A rallying cry of this wave of protests that have captured the American narrative since the killing of George Floyd at the hands of police on May 25 has been an ask for equity. But equity and equality are the furthest thing from the minds of those advocating for the ongoing mass demonstrations.
As The New York Times points out, it was in May that over 1,300 health professionals signed a testament to their approval for the protests, which have been tens of thousands of individuals strong. These epidemiologists, doctors, and other medical personnel, had decried the anti-lockdown protests as reinforcing white supremacy, but as soon as the Black Lives Matter protests began, they switched their view and said that not supporting the protests was white supremacist.
As the Times points out, this represents a bit of cognitive dissonance on behalf of those who signed the letter, while at the same time witnessing deaths and complications due to coronavirus spread.
Christina Hoff Sommers writes: "Infuriating. Public health experts judge safety of protests depending on who is protesting. 1300 experts condemned protests against lockdown as 'rooted in white nationalism.' But protests against racism—'vital to the national public health.'"
The Times interviewed a few of these health professionals who had decried the anti-lockdown protests, who had encouraged everyone to stay home. Brown University epidemiology professor Mark Lurie said "Instinctively, many of us in public health feel a strong desire to act against accumulated generations of racial injustice. But we have to be honest: A few weeks before, we were criticizing protesters for arguing to open up the economy and saying that was dangerous behavior."
"I am still grappling with that," he said.
Well, yeah, so is everyone whose free speech rights were violated, whose right to free expression of religion was violated, and who were unable to tend to their dying kin during their last moments on earth because medical professionals like Lurie said everyone else's health was more important.
University of Texas Health Science Center at Houston infectious disease epidemiologist Catherine Troisi said "I certainly condemned the anti-lockdown protests at the time, and I’m not condemning the protests now, and I struggle with that. I have a hard time articulating why that is OK."
Why does she have a hard time reconciling that? Because the cognitive dissonance in making it okay to condemn some protestors for not adhering to public health norms and lifting up a set of protestors who do not adhere to public health norms is complete and total insanity. Troisi is lying to herself and she’s trying to make that okay. It’s not.
Dan Bongino of Fox News and Bongino Report tweeted: "If you think beaches are spreading coronavirus, but packed protests aren’t, then you’re probably a moron. And you should probably stop advertising that you’re a moron. Thanks."
When those protestors in North Carolina, Michigan, Nevada, California, Florida, and Toronto stepped out to express their want for society, the economy, and yes, their own businesses to reopen, they were roundly derided as insensitive grandma killers. This is what we were told.
These folks who wanted to go to church, attend to the bedsides of their dying loved ones, hold funerals for their dead, they were supposed to suck it up for the greater good, to put their own cares aside lest they spread the illness.
Yet those who want to murder 8-year-old girls in Wendy’s parking lot are well within their rights, apparently.
For some reason we’re meant to believe that these protests, that began over the wrongful police killing of George Floyd in Minneapolis, warrant the ignoring of those same social distancing restrictions that we were told were literally more important than tending to our beloved at the moment of their death.
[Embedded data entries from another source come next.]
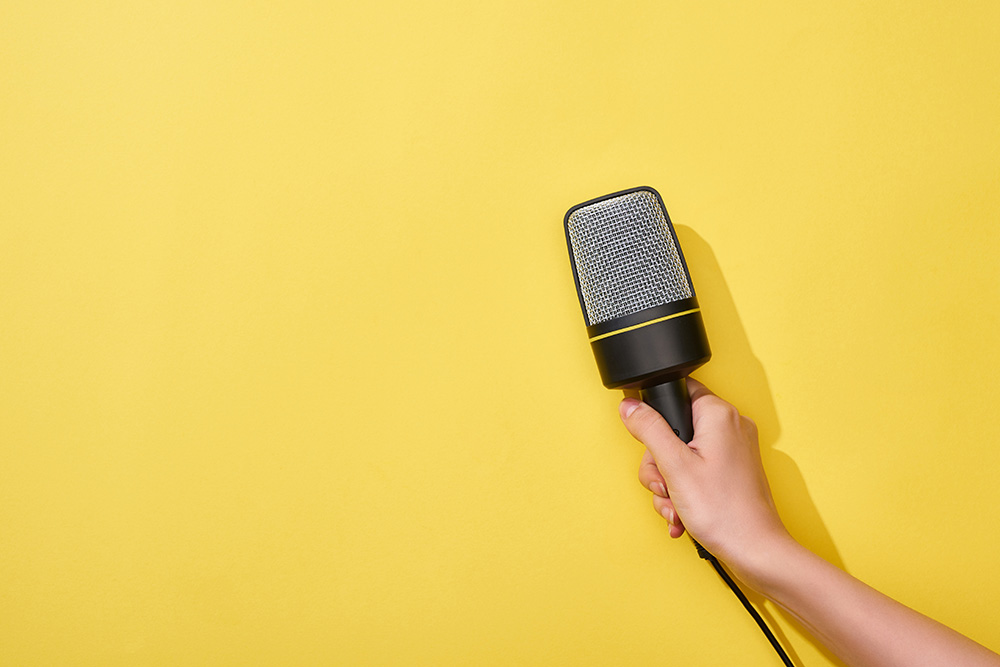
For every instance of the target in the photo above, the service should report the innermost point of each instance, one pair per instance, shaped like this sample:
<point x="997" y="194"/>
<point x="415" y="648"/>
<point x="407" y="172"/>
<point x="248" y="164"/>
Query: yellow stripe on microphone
<point x="644" y="324"/>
No one should be forced to exit this world alone, not when those who love them want to be near. There is nothing more important than tending to our dying.
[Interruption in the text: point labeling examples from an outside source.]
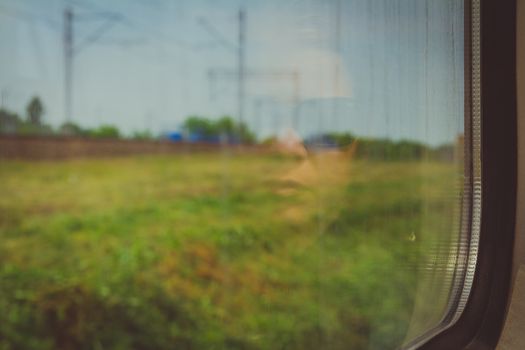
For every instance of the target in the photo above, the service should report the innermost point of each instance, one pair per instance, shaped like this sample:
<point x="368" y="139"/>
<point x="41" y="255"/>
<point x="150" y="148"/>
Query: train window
<point x="238" y="174"/>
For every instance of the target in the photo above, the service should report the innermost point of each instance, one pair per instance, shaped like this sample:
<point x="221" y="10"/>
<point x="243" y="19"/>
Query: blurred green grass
<point x="203" y="251"/>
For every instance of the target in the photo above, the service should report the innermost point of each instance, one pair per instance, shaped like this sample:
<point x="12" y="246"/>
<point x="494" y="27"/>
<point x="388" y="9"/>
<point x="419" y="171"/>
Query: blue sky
<point x="401" y="71"/>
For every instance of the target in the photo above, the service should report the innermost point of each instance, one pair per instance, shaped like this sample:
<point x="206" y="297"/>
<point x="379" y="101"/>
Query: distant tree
<point x="35" y="110"/>
<point x="142" y="135"/>
<point x="195" y="125"/>
<point x="72" y="129"/>
<point x="105" y="131"/>
<point x="224" y="127"/>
Instead, we heard that this was shallow. Now these medical experts admit that some protestors’ concerns more important than others, that there is a hierarchy of grievance. That is neither equity nor equality. If that is what Black Lives Matter protestors are fighting for, count me out.
Protests are an integral part of the fabric of American discourse. The freedom to peaceful assembly is a natural right, held dear by Americans the continent over, a right fought and died for by so many brave men and women from the Revolutionary War straight up through those wars that we are still fighting now. We know this.
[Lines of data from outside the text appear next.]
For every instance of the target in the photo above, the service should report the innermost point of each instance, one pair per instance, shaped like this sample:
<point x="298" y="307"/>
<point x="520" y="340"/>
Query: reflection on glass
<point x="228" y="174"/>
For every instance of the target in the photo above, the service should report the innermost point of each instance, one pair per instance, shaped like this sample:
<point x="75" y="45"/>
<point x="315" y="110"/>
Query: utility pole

As we hear the chants and calls for equity and equal justice, as we hear the left finally, blessedly, demand that their first amendment rights triumph over ludicrous government restriction, let’s remember that rights are not based in race, grievance, or identity. Rights are for all of us, and the single most important thing in American jurisprudence is that we are all treated equally under the law.
If you think rights are only for some individuals in our nation, if you think that freedom of speech and assembly are only to be given to some and not others, you are not fighting for equality, you are not fighting for black lives, you are fighting for the death of democracy and the devastation of the only nation on earth that made these principles the core of its founding documents.